I have a huge binary file(several GB) that has the following dataformat:
4 subsequent bytes form one composite datapoint(32 bits) which consists of:
b0-b3 4 flag bits
b4-b17 14 bit signed integer
b18-b32 14 bit signed integer
I need to access both signed integers and the flag bits separately and append to a list or some smarter datastructure (not yet decided). At the moment I'm using the following code to read it in:
from collections import namedtuple
DataPackage = namedtuple('DataPackage', ['ie', 'if1', 'if2', 'if3', 'quad2', 'quad1'])
def _unpack_integer(bits):
value = int(bits, 2)
if bits[0] == '1':
value -= (1 << len(bits))
return value
def unpack(data):
bits = ''.join(['{0:08b}'.format(b) for b in bytearray(data)])
flags = [bool(bits[i]) for i in range(4)]
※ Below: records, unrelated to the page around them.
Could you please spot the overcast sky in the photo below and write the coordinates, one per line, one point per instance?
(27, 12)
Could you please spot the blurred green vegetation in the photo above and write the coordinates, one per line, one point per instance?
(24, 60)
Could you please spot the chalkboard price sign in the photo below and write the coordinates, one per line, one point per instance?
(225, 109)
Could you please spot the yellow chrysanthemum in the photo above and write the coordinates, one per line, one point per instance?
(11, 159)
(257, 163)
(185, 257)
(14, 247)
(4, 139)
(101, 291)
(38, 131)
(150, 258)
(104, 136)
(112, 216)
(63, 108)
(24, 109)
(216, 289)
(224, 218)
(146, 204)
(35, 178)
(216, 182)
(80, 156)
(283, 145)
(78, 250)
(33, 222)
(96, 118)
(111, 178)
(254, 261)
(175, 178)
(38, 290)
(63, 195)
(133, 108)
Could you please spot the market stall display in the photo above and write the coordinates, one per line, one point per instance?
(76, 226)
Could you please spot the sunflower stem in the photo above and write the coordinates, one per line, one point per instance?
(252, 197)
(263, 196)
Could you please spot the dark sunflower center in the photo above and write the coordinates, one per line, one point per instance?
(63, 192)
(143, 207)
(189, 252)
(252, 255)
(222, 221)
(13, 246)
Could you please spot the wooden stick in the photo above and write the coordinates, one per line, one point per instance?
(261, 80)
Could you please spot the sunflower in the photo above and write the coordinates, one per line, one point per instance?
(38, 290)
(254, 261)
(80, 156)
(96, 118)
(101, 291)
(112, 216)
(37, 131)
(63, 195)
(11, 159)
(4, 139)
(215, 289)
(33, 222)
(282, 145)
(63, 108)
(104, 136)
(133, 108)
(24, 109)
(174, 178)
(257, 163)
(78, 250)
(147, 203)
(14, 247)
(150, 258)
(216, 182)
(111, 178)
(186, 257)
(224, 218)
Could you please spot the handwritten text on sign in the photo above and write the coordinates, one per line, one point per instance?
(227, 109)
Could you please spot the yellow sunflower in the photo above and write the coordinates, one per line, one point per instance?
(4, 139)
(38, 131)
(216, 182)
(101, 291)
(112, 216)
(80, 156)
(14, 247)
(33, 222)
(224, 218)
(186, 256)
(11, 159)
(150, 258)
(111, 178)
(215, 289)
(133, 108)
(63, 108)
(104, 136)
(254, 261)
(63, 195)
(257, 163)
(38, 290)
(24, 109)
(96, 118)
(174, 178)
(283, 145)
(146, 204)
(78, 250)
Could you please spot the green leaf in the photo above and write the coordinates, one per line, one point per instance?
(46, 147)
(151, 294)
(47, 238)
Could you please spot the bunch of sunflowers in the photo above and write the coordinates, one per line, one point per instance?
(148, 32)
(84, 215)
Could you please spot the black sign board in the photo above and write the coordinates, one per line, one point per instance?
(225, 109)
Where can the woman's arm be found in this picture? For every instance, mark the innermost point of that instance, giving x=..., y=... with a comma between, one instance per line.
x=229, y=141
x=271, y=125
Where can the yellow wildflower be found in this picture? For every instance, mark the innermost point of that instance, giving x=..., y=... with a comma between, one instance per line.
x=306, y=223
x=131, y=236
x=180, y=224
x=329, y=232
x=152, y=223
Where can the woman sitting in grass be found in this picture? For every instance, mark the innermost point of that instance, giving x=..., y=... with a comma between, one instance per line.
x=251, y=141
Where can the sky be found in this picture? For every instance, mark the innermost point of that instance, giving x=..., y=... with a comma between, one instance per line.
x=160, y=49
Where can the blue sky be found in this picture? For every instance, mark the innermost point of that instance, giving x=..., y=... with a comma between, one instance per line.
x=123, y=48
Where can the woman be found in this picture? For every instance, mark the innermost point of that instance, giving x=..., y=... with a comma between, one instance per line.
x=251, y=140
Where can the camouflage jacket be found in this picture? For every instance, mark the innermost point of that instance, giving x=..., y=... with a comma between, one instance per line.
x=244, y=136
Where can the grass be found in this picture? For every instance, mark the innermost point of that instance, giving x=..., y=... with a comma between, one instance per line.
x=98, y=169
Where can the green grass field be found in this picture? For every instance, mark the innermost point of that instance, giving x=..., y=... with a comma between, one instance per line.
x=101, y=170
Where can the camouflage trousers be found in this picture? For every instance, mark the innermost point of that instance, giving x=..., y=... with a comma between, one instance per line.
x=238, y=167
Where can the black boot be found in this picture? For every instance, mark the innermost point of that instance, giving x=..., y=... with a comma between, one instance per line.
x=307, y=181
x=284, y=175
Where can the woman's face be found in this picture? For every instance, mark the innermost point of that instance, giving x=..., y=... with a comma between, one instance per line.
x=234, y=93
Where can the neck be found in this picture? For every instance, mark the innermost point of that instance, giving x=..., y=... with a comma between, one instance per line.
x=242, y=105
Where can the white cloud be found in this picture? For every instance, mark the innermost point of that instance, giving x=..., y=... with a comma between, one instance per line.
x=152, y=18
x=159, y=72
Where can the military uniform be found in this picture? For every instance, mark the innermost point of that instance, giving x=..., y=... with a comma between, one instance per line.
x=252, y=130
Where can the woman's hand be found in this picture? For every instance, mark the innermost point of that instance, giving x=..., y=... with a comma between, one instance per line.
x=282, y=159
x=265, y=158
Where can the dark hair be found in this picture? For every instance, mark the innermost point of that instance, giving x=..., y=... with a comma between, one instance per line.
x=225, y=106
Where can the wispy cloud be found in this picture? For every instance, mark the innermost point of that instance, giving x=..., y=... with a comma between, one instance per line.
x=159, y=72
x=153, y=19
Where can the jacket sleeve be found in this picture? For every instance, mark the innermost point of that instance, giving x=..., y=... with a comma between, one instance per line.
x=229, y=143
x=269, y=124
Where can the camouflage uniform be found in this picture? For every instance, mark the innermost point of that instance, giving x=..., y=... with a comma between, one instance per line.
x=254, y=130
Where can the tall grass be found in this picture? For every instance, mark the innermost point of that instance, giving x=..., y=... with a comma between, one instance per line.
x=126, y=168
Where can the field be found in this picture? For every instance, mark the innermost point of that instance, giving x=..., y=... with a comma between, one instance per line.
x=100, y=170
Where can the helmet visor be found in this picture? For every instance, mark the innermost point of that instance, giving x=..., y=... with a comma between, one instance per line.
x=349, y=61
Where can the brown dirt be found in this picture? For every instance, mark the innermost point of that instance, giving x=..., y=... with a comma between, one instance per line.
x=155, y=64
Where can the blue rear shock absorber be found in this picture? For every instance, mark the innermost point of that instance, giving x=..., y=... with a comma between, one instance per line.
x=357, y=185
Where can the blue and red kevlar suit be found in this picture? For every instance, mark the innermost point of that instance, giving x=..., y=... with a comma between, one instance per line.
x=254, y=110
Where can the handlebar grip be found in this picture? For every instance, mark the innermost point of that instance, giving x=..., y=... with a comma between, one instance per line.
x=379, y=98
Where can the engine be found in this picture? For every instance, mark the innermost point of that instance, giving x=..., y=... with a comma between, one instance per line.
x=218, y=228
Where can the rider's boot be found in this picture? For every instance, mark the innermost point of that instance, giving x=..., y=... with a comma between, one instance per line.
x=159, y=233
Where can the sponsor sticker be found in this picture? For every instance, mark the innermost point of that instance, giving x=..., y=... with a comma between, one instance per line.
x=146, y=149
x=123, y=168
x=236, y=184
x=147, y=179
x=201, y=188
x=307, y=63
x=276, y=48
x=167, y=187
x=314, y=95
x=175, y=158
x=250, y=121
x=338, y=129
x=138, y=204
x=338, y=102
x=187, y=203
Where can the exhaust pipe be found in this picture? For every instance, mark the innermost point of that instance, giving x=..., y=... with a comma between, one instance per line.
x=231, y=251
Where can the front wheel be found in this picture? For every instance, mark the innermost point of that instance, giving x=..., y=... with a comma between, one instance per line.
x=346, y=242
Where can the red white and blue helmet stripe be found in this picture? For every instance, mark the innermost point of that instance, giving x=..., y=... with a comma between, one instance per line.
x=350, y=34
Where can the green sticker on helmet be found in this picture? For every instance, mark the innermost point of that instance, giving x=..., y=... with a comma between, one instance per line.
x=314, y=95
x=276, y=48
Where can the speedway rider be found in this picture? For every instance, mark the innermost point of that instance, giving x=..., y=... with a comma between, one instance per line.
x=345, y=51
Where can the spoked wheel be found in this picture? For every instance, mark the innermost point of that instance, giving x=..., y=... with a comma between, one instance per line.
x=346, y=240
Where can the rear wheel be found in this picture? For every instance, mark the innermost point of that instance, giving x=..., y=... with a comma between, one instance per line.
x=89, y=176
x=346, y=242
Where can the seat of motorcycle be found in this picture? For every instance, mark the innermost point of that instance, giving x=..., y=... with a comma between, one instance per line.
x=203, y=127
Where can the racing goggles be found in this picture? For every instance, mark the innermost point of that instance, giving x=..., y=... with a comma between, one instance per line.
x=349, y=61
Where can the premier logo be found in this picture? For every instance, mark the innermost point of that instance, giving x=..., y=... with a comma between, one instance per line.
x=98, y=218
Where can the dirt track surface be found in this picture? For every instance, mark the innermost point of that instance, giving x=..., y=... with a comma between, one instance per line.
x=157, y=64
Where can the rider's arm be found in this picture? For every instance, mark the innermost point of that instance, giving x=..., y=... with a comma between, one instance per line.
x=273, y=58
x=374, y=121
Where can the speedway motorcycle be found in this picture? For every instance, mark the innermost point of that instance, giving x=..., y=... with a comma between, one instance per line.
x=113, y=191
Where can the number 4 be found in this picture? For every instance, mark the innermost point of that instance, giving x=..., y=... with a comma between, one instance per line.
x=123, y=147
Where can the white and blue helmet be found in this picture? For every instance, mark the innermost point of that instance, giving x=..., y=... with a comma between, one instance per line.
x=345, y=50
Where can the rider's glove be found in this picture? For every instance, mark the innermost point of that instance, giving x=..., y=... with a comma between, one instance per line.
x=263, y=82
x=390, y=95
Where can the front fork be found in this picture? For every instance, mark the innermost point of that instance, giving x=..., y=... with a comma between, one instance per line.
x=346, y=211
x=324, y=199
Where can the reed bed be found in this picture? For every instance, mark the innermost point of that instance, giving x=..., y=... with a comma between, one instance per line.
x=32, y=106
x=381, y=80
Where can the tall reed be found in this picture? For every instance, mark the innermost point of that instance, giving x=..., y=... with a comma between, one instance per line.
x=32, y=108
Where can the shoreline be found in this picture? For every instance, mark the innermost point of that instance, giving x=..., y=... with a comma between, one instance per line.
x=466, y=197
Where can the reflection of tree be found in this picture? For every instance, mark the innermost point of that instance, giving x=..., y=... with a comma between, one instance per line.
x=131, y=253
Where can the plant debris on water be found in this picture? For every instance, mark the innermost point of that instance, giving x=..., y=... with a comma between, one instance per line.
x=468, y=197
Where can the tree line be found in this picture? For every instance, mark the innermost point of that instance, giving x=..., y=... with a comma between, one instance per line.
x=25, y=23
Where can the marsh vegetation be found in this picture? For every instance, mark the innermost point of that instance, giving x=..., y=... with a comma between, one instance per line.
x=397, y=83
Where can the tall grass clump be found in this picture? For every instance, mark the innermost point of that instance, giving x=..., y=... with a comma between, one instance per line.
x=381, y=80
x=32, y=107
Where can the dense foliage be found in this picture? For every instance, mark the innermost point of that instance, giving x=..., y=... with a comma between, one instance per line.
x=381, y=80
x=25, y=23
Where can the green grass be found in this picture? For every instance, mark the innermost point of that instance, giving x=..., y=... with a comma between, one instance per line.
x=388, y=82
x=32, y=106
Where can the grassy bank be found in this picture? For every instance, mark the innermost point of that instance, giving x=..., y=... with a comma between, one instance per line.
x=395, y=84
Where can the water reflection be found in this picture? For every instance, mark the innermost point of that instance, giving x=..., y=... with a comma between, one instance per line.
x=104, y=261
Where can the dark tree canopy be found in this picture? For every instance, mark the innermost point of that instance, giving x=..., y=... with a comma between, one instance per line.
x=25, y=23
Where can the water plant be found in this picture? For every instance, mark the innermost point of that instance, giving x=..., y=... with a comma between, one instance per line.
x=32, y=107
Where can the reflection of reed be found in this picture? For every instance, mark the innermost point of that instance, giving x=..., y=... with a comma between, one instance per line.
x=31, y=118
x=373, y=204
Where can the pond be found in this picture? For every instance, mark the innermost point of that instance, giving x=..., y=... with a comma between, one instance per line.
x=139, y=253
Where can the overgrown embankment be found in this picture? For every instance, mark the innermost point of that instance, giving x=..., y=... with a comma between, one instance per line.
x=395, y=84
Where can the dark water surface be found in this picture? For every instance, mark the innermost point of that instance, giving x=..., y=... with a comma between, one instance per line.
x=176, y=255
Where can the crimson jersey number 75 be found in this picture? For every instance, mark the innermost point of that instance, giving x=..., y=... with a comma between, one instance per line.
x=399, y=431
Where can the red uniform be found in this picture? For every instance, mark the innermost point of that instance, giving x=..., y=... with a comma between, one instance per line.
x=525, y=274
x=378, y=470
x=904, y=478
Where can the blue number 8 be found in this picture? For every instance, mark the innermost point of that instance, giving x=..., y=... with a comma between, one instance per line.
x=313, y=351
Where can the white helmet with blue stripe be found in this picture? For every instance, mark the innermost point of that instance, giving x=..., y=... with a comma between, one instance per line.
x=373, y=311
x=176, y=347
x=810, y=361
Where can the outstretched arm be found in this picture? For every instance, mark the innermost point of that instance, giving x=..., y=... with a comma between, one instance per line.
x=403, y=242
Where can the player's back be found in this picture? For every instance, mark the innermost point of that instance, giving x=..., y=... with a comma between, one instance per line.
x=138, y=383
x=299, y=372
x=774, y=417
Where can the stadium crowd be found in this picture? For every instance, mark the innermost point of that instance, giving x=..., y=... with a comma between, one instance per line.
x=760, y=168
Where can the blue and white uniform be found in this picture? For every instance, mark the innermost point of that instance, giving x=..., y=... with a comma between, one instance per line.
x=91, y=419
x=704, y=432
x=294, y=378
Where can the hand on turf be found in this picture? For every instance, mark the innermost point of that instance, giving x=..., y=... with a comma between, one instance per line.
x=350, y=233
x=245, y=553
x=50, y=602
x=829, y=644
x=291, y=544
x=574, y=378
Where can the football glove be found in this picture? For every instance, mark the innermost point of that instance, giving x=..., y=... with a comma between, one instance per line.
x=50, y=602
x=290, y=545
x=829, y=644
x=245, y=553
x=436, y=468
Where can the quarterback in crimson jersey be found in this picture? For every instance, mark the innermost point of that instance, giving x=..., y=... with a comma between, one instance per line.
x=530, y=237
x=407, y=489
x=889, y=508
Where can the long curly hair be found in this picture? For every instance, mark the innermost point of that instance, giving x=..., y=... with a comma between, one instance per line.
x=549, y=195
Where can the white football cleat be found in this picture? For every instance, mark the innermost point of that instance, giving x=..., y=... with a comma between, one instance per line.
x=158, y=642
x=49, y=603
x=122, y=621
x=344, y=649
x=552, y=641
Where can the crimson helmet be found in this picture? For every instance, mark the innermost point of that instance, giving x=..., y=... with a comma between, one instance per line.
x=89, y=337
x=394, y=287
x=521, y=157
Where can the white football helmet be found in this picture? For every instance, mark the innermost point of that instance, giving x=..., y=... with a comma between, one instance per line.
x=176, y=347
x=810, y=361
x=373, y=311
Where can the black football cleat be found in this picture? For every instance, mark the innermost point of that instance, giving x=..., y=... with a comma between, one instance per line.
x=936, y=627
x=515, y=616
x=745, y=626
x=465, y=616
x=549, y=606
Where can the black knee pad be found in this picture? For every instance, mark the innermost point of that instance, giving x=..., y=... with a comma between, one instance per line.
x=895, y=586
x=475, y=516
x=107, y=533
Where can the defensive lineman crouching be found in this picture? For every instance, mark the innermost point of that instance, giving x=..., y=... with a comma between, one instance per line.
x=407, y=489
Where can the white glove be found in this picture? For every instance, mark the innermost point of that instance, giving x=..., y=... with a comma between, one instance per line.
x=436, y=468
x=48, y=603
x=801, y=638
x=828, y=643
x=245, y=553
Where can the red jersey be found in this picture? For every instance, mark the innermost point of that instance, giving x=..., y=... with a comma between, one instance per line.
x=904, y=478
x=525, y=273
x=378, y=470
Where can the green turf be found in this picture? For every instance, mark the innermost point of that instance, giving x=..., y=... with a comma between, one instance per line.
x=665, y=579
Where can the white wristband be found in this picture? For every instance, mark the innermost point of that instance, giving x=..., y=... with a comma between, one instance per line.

quad2 = _unpack_integer(bits[4:18])
quad1 = _unpack_integer(bits[18:])
return DataPackage(flags[0], flags[1], flags[2], flags[3], quad2, quad1)
def read_file(filename, datapoints=None):
data = []
i = 0
with open(filename, 'rb') as fh:
value = fh.read(4)
while value:
dp = unpack(value)
data.append(dp)
value = fh.read(4)
i += 1
if i % 10000 == 0:
print('Read: %d kB' % (float(i) * 4.0 / 1000.0))
if datapoints:
if i == datapoints:
break
return data
if __name__ == '__main__':
data = read_heterodyne_file('test.dat')
This code works but it's too slow for my purposes (2s for 100k datapoints with 4byte each). I would need a factor of 10 in speed at least.
The profiler says that the code spends it's time mostly in string formatting(to get the bits) and in _unpack_integer().
Unfortunately I am not sure how to proceed here. I'm thinking about either using cython or directly writing some c code to do the read in. I also tried Pypy ant it gave me huge performance gain but unfortunately it needs to be compatible to a bigger project which doesn't work with Pypy.